Que sont les compléments alimentaires ?

Définition et rôle de l’Agence

Mots-clés : Nutrition, Compléments alimentaires, Minéraux, Vitamines, Nutrivigilance

Le concept de complément alimentaire est relativement récent.Il a été défini par la directive 2002/46/CE du Parlement européen, transposée par le décret du 20 mars 2006 : « On entend par compléments alimentaires les denrées alimentaires dont le but est de compléter le régime alimentaire normal et qui constituent une source concentrée de nutriments ou d'autres substances ayant un effet nutritionnel ou physiologique seuls ou combinés… ». 

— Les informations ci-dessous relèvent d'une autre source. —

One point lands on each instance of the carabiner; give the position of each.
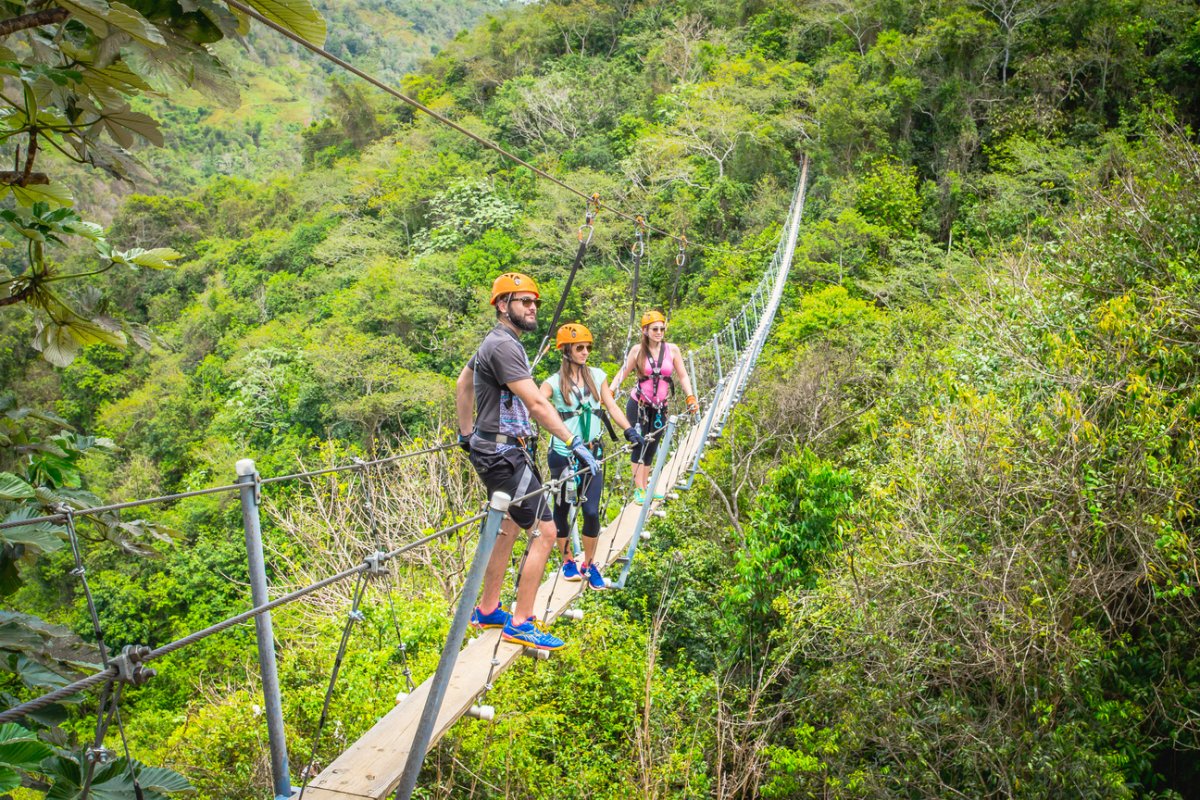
(593, 208)
(682, 256)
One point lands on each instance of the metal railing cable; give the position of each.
(113, 671)
(129, 666)
(358, 464)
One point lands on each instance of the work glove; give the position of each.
(634, 437)
(581, 451)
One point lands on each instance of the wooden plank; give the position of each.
(371, 768)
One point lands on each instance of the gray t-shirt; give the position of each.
(499, 361)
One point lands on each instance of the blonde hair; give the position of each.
(567, 385)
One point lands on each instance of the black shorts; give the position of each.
(513, 473)
(649, 422)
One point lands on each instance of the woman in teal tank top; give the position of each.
(581, 395)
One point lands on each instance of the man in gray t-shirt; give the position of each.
(497, 383)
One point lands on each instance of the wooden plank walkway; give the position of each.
(371, 767)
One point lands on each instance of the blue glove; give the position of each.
(634, 437)
(581, 451)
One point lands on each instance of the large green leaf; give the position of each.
(13, 488)
(160, 258)
(31, 673)
(131, 22)
(90, 12)
(43, 535)
(57, 344)
(24, 755)
(297, 16)
(112, 781)
(9, 779)
(123, 122)
(157, 779)
(13, 732)
(52, 193)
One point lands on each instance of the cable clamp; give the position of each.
(99, 755)
(377, 564)
(129, 665)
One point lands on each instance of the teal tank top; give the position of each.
(585, 423)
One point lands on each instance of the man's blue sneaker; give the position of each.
(532, 635)
(594, 578)
(571, 570)
(498, 618)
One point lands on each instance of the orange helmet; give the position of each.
(652, 317)
(573, 334)
(511, 282)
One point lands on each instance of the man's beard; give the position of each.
(523, 324)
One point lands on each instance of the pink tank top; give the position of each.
(655, 388)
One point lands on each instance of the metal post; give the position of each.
(703, 435)
(247, 475)
(717, 352)
(659, 461)
(491, 524)
(691, 373)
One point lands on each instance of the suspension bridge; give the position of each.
(388, 758)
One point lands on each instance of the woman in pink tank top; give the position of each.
(658, 365)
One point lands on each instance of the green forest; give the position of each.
(947, 546)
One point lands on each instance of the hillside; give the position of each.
(947, 548)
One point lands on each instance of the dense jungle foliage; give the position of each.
(947, 546)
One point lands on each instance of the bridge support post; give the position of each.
(659, 461)
(273, 705)
(703, 434)
(691, 371)
(491, 525)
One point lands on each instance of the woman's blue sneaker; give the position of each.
(532, 635)
(594, 578)
(571, 570)
(498, 618)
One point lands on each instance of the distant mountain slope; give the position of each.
(283, 89)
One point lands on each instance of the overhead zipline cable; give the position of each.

La législation précise également, qu'ils sont « commercialisés sous forme de doses, à savoir les formes de présentation telles que les gélules, les pastilles, les comprimés, les pilules et autres formes similaires, ainsi que les sachets de poudre, les ampoules de liquide, les flacons munis d'un compte-gouttes et les autres formes analogues de préparations liquides ou en poudre destinées à être prises en unités mesurées de faible quantité. »

Dépendant du code de la consommation, les compléments alimentaires font l'objet de déclarations auprès de la Direction de la concurrence, de la consommation et de la répression des fraudes (DGCCRF) qui examine leur composition et réalise des contrôles à l'instar des autres catégories de denrées alimentaires. La réglementation prévoit une liste positive progressivement établie des ingrédients pouvant entrer dans leur composition, actuellement ciblée sur les vitamines et minéraux au niveau européen, élargie au niveau national par des doses journalières maximales à ne pas dépasser et diverses substances telles que les plantes(1).

Il existe des compléments alimentaires à base de plantes, de vitamines et minéraux, ou d'autres substances utilisées dans des secteurs très divers tels que : nutrition, minceur, tonique, digestion, beauté, ménopause, cardiovasculaire, etc.

Cependant, contrairement aux médicaments, la commercialisation des compléments alimentaires ne nécessite pas d'autorisation individuelle de mise sur le marché fondée sur l'évaluation par une instance d'expertise d'un dossier soumis par l’industriel souhaitant les commercialiser. L'industriel est responsable de la conformité des compléments alimentaires mis sur le marché avec les dispositions réglementaires en vigueur, tant en matière de sécurité que d’information du consommateur (non-tromperie du consommateur).

 

La nécessité d'une consommation éclairée

Depuis quelques années, on constate une augmentation de la consommation de compléments alimentaires dans la population française (de même que celle des aliments enrichis). Les déficits et, a fortiori, les carences en nutriments sont très rares en population générale et concernent majoritairement certaines substances spécifiques (Vitamine D,…) ou des groupes particuliers de la population (femmes enceintes, personnes âgées en institution, populations en situation de grande précarité, par exemple) .

Dans ces groupes de population spécifiques, des apports supplémentaires en vitamines, minéraux et autres nutriments par les compléments alimentaires peuvent présenter un intérêt. Dans ces situations, il est souhaitable de prendre l’attache d’un professionnel de santé. 

Pour une grande majorité de la population, une alimentation équilibrée permet d’apporter l’essentiel des nutriments nécessaires pour couvrir les besoins. 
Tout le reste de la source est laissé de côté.